Now that the tax disc has been put out to pasture, how do you go about taxing your car?
So what happened to the car tax disc?
The car tax - or vehicle excise duty as it's officially known - disc was introduced in 1921.
Since then it was a legal requirement to display one - even in the case of vehicles that have been exempt from paying the charge. But in October 2014, car tax discs were no longer issued.
The DVLA said this was a cost-cutting exercise and that getting rid of printing and postage costs will save £10 million each year.
How will car tax evaders be caught now?
The DVLA, the police and other enforcement agencies use automatic number plate recognition (ANPR) cameras together with their electronic vehicle register to check if a vehicle is taxed or not.
They no longer need to rely on physically checking a tax disc.
How do I know if my car is taxed?
The easiest way to find out is by using the government's vehicle enquiry service.
All you need is your car's reg number and the make and it'll tell you when your car tax is due for renewal as well as when your MOT is up.
If you have your V5C reference number to hand, you can also get tax rates and other information.
I need to tax my car. How do I do it?
When your tax is up for renewal, you should get a tax reminder letter - known as a V11.

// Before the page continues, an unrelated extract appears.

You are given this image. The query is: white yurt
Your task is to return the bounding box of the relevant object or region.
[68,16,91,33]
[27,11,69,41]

Just put this number into the online tax service and follow the steps. Job done.
If you don't have a V11 reminder, you can also use your V5C number or a V5C/2 supplement if you've just bought the car and don't have a V5C yet.
Alternative ways to tax your car
If renewing your tax online isn't for you, there are a number of other options available to you.
You can pay for your tax by phone - just call the DVLA on 0300 123 4321 and have your V5C or V5C/2 to hand.
Certain post offices also allow you to tax your car in person. Put your postcode into the Post Office branch finder and select "vehicle tax" as your preferred service.
To tax your car via the post office, you may need to show a valid MOT test certificate as well as your V5C or V5C/2.
How do I pay for my car tax?
As before, you can pay for your car tax in one lump sum, either by cash, cheque, debit or credit card.
You have the option of paying via direct debit. These can be either annually, biannually or monthly - there is a 5% surcharge for biannual or monthly payments.
Does the new system have any effect on selling a car?
Yes. In the past, when someone was selling a second-hand car they might offer it with, say, "six months MOT, four months tax".
But now it's not possible to transfer car tax. Instead the seller gets an automatic refund for any full months remaining, while the buyer not only has to insure the car but also tax it before they can legally drive it away.